Allez hop, je vais faire chier mon monde. Comment ça comme d'hab ?
Je ne sais pas vous, mais en suivant l'argument de Gérard, je retombe moi sur ma chère politique...
Serge lie sa théorie du déni de la SF à l'évolution de la perception de cette branche de la philosophie. Et il considère que nous sortons peu à peu du déni en même temps que la métaphysique retrouve une certaine légitimité intellectuelle. En même temps son raisonnement ne prend pas en compte la réalité éditoriale : il y a 30 ans les lecteurs de SF permettaient de faire vivre un nombre important de collections et de titres, aujourd'hui que couic.
Selon Serge, c'est parce que la SF est prête pour une intégration dans la littérature hors genre. D'autres y voient une dilution liée à la surproduction éditoriale en générale, qui renie les genres à la marge et font de la littérature hors genre un gros gloubiboulga indigeste (il y a donc des passerelles entre les deux visions, même si elles n'entrainent pas les mêmes conclusions).
Première question : est-ce qu'on peut vraiment voir le déni d'hier et celui d'aujourd'hui de la même manière ? Celui des élites littéraires qui n'a jamais empêché la littérature de SF de vivre et de prospérer, et celui d'aujourd'hui qui voit la mort de collections entières et la frilosité de certains éditeurs à publier de la SF grimper en flèche ?
Si je reprends la théorie de l'altérité de Gérard (et que j'y ajoute les nuances par genre de MF qui me semblent pertinentes) en regardant l'adéquation entre les périodes où la Sf a trouvé son public et l'évolution du rapport politique à l'altérité de notre société, j'y vois personnellement des accointances qui me semblent, à moi, évidentes.
Première grande époque, le XIX.
C'est aussi la grande époque du colonialisme triomphant.

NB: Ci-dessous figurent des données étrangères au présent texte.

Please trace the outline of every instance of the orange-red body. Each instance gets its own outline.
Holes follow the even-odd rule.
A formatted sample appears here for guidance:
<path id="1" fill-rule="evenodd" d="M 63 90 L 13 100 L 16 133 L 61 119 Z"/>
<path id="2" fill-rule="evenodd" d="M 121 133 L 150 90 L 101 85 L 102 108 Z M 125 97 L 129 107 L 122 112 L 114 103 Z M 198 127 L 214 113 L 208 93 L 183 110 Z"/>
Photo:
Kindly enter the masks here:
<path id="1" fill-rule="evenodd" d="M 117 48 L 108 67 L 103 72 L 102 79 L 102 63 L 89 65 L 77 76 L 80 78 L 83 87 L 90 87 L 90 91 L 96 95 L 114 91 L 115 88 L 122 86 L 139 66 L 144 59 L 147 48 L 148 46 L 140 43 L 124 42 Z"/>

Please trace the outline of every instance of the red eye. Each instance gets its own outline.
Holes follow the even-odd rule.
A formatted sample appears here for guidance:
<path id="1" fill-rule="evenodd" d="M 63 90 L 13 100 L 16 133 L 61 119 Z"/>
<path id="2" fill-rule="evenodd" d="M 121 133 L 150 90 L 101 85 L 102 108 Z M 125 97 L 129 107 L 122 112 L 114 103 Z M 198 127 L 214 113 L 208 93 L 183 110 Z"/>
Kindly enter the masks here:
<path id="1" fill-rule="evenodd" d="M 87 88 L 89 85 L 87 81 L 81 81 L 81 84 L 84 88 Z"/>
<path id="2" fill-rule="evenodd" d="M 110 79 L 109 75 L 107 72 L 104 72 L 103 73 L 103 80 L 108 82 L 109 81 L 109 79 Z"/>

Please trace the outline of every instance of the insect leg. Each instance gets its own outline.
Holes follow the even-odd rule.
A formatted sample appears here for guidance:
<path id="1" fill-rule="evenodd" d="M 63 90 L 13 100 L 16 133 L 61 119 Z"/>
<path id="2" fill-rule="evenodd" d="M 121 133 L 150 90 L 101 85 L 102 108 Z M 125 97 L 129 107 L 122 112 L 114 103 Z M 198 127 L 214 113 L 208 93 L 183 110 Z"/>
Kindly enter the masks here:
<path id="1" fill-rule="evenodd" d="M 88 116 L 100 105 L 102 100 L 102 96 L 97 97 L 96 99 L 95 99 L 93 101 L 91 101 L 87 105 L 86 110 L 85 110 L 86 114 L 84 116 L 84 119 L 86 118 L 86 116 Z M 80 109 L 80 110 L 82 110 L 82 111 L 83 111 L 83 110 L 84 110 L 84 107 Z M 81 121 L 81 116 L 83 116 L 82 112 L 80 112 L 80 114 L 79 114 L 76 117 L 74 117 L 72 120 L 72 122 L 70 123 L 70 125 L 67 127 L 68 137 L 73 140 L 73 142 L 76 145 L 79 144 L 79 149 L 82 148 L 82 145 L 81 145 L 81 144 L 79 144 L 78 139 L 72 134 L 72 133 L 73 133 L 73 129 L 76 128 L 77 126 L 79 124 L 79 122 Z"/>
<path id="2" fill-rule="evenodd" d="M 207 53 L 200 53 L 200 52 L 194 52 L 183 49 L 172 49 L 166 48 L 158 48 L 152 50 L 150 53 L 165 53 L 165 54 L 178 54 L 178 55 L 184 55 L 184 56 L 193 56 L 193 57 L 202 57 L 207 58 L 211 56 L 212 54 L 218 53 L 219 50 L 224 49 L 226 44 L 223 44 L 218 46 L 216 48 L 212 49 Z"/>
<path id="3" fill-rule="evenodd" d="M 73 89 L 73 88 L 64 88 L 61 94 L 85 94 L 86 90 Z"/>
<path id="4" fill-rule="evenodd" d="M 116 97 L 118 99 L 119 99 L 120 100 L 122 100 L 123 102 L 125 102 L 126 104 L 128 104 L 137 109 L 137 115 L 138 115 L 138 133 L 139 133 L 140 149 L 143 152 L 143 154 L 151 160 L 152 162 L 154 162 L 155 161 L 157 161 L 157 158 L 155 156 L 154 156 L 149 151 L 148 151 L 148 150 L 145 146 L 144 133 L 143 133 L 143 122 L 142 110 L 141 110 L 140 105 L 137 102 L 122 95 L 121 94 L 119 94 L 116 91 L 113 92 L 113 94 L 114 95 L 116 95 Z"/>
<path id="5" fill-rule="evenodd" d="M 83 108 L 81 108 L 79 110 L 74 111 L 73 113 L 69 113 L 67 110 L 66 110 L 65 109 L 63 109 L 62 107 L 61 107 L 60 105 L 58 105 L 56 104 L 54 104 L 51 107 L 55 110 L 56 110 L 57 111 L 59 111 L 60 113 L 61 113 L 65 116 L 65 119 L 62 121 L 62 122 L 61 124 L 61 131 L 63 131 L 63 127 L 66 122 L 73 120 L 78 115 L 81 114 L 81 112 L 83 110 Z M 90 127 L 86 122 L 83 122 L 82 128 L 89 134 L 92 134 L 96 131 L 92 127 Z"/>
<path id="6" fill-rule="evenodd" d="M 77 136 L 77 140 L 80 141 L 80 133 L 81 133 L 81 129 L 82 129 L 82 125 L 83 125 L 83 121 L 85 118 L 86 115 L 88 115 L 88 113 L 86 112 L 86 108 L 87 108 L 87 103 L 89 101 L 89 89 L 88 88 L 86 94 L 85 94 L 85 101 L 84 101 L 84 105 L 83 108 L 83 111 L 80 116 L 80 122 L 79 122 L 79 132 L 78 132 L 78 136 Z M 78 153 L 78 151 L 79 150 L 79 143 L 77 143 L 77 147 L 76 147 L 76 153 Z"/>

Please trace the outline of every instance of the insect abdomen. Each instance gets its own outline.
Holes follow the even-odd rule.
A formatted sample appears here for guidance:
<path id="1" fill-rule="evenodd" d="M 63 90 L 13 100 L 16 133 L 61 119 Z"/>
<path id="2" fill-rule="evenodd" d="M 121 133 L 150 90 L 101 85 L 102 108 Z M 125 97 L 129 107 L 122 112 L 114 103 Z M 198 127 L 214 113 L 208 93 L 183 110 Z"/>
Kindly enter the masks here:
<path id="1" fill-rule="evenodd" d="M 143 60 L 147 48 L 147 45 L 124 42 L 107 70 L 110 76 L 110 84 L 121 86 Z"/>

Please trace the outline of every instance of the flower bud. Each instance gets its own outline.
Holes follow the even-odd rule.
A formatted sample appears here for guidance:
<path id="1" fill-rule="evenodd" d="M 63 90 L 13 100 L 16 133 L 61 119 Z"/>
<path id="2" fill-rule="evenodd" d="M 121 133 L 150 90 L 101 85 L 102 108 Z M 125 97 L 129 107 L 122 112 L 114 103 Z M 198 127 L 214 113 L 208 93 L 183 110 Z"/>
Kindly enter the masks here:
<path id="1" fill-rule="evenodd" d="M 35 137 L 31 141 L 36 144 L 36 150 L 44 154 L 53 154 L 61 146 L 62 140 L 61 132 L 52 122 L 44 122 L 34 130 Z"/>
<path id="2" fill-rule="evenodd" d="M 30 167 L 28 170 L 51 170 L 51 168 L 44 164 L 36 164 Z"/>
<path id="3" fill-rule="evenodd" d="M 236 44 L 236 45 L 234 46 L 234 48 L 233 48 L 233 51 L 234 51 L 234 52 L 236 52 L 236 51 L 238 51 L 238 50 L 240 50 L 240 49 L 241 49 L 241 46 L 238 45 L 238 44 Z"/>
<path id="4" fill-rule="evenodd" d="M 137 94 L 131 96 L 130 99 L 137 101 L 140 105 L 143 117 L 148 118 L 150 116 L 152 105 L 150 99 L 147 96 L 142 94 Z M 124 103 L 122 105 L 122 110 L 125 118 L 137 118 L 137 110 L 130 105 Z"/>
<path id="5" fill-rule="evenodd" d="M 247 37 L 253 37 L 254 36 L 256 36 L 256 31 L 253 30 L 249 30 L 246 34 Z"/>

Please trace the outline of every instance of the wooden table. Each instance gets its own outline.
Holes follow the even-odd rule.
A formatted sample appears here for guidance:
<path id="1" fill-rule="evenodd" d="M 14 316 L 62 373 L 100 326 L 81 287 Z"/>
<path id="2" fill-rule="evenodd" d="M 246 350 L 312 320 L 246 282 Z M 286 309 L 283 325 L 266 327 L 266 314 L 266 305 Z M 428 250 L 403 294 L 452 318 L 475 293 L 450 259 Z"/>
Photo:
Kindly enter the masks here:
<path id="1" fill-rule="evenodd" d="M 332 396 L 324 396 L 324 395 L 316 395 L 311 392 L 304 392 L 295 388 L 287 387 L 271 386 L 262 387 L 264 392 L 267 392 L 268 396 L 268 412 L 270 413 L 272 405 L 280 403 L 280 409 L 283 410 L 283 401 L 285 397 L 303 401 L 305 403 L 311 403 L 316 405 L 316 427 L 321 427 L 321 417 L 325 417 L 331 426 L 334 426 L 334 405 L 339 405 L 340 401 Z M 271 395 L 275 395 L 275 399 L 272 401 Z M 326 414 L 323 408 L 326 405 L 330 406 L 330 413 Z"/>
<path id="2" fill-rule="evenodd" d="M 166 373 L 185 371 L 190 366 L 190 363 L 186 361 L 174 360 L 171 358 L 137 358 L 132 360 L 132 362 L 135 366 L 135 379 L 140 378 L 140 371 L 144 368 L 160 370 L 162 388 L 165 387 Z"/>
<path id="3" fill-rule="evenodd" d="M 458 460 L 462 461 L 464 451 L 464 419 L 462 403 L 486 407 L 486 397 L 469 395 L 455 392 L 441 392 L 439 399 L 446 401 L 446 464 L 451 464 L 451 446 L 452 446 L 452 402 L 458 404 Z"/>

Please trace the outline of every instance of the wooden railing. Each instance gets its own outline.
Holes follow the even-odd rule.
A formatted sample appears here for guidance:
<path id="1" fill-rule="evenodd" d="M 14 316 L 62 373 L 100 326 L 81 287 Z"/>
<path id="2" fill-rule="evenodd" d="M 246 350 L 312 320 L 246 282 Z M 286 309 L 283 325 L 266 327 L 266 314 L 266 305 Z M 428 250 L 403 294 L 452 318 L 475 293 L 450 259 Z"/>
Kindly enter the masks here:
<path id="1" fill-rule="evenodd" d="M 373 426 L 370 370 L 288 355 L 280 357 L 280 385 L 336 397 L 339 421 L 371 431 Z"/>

L'altérité est reconnue et définie, pour être mieux maîtrisée, dominée, elle est là pour prouver la supériorité du monde occidental et de ses valeurs sur le reste du monde, et si on en analyse les textes majeurs, on y retrouve bien, en général cette même notion du dépassement par assimilation ou domination.
Deuxième grande époque, l'après guerre jusqu'à la fin des années 70.
Il faudrait la découper en deux phases.
Juste après guerre, on est dans la période où l'on voit les premières grosses contradictions fleurir : l'autre est encore l'ennemi, mais on rêve d'un monde en paix et on espère avec la mise en place des prémisses de l'Europe et de l'ONU, qu'il ne le sera plus demain. On développe une confiance infinie dans la science pouvoyeuse de bien être mais l'atome fait peur et Hiroshima a marqué les esprits. L'altérité fascine, même si le sentiment est mêlé de crainte et de confusion.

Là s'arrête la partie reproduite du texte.